Dear Comrades,
We are here today, on the international day against racism, to fight together, to celebrate our unity together, to exchange our experiences together. The racism we fight against has many faces: it lurks in the structures, in the daily life, in the state offices and on the street. In the normalisation of deportations, of the lager-system, of racist incitement and attacks against non-white people.
Racism was always here, and is only becoming more socially acceptable. In Cologne racism was used to silence the problem of sexual violence and sweep it under the carpet. The racist party AfD is gaining power in the elections while its supporters from the heart of the society are storming the streets in growing numbers. Residences for refugees are burning all over the country.
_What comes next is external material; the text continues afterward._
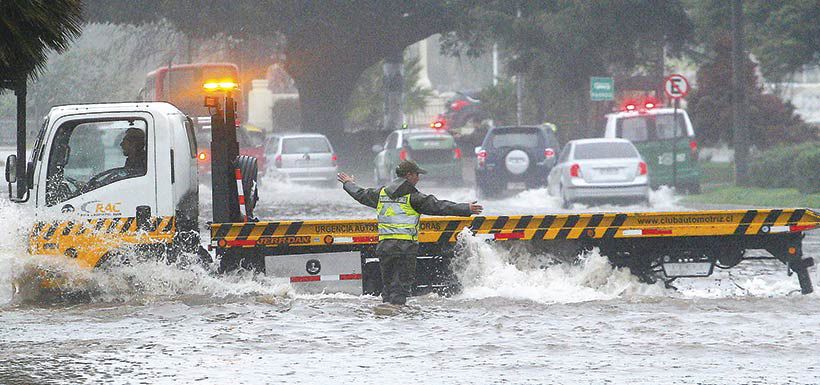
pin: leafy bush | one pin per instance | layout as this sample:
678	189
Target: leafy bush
788	166
807	169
In the Mediterranean people continue to drown while Germany and the EU sign lucrative deals with Turkey to keep those people away from the fortress Europe. Sayings such as “They can´t all come here” become more and more legitimate, even from so called left perspectives. The global and historical contexts of capitalism and colonialism are ignored.
In the internal German discourse refugees are being used from all sides for political and ideological means. While the right for asylum is granted only selectively, the masses are being persuaded of a “welcoming culture” which serves to reduce refugees to mere victims, in order to disguise the real reasons of flight and to serve the historical german guilt complex. In this way “Good” refugees are being distinguished from “bad” refugees. From other sides refugees are being incited against with use of anti-muslim stereotypes, as in the case of the Zionist organisation AJC, which sent a worker to the refugee residence in Tempelhof, in order to provoke refugees with the help of the magazine “Die Welt” und to defame them as antisemites, just because they long for their homeland in Palestine. People and institutions who work in solidarity with Palestine are being systematically put under pressure and pitted against each other in order to break down the solidarity with Palestine.
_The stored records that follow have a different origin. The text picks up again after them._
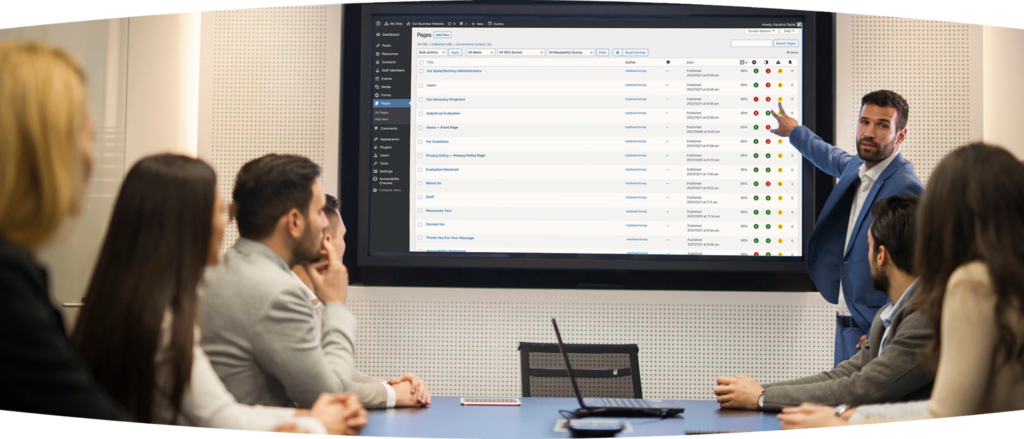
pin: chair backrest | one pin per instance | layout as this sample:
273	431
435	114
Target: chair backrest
601	370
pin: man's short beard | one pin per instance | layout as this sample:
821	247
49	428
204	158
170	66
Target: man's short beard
879	150
881	281
307	248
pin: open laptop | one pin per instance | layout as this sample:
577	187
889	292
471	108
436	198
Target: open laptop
615	406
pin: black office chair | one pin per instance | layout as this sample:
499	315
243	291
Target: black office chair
601	370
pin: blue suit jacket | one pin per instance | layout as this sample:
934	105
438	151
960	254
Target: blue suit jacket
827	261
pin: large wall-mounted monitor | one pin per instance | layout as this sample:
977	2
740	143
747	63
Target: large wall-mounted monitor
496	140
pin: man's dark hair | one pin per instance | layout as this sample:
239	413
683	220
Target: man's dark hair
894	226
891	99
268	187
When we speak about refugees, we also speak about the 7 million Palestinian refugees, who still, since the Nakba of 1948, the beginning of the displacement of the population of Palestine, are living as stateless people in refugee camps and await their return. We also speak about the unconditional support of Germany for a colonialist regime which is still perpetrating massive military attacks, oppression and discrimination against the Palestinian population. We also speak about a political hegemony here in this country, which tries to ban and silence any mere mention of such facts.
The fight against racism means to always, but especially on the international day against racism, speak up for Palestine. It means to take a stand against the racist discrimination of the Zionist apartheid regime and to resist it. Solidarity with refugees presupposes solidarity with Palestine. In Germany, in Palestine, and everywhere.